Children who are a pleasure to be around, who are confident in any given situation that people will respond well to them because good manners helps to bring out the best in others.

So what provoked this post? This afternoon, we decided to do cinema night at home after dinner. We often do it, choose a film together from the library, make popcorn, snuggle under our duvets on the sofas and watch the film. The kids sometimes fall asleep and we carry them to bed. They love cinema night, its a real treat.

Well everything was going fine, until dinnertime. My eldest started playing up. Getting up and down from the table for no reason, running around, throwing his food onto his brothers plate, pushing his chair around the room. I asked him to sit up nicely and finish his meal... the quicker he finishes obviously, the quicker we can get on with cinema night, he was clearly excited about it.

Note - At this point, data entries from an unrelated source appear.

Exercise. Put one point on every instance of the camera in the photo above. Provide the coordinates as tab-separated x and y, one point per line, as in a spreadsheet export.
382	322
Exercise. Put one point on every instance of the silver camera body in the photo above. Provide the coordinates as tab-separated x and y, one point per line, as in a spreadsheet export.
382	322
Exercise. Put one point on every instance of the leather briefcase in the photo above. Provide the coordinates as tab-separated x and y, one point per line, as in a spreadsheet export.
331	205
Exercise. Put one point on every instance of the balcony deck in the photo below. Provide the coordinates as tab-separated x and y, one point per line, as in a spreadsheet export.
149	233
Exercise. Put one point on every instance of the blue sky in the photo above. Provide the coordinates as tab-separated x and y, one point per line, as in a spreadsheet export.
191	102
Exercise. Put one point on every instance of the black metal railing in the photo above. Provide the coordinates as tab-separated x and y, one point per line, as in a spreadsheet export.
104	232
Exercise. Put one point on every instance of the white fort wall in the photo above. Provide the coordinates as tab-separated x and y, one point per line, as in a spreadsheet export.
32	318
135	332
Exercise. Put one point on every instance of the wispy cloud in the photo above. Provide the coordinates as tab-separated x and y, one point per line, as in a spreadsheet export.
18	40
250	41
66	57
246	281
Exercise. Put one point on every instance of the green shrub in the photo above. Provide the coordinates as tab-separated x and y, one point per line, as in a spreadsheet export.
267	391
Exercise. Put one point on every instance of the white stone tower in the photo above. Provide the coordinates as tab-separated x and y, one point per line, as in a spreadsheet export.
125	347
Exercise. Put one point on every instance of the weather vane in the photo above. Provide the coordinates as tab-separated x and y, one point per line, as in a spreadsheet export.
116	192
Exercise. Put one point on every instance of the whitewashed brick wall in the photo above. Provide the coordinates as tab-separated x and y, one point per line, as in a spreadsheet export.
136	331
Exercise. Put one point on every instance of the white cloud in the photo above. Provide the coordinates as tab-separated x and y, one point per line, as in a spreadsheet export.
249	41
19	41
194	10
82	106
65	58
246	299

And he didn't get back up, I asked again, he comes back to the table and is shuffling around, picking at his brother. I lost track of how many times I asked him to come sit nicely and finish his food. Finally I brought out the big guns. Do as I've asked or cinema night doesn't happen... "yes it will".... uh... no, it won't, come sit up please.

And round and round we go. Me not quite believing that he is behaving so badly when his treat is in danger of being pulled, and him simply not believing me.

So we have it, one last chance. I asked him to sit up or thats it, no cinema night tonight. He pushes his chair away even more... me: "now please"... him... "no". Me... "ok, no cinema night".

Him, cue hysterics.

Me, not budging.

Him, yelling, crying, shouting.

Me, resolved now.

Him, now in bed.

Me, hoping that tomorrow when we attempt cinema night again, he'll remember that there are consequences to behaviour and we can finally get round to watching Toy Story 3!

I genuinely do not expect him to be an angel all the time, but if I had caved then what does that teach him except that if he screams and yells at me enough then he gets what he wants.

It would have been easier to stick the film on once he'd said sorry, which he did say repeatedly, but we're in this for the long haul, for his benefit, not just our short term peace and quiet at parents.

I did obviously make my peace with him before bedtime, sitting down and having a cuddle and a chat about it. He agreed that his behaviour resulted in his losing a treat that he wanted and that he would try to remember that tomorrow. I explained that I wanted to treat him but he needs to sit nicely at dinnertime so that we can enjoy the time together as a family.

What a palava. Disney Pixar have a lot to answer for!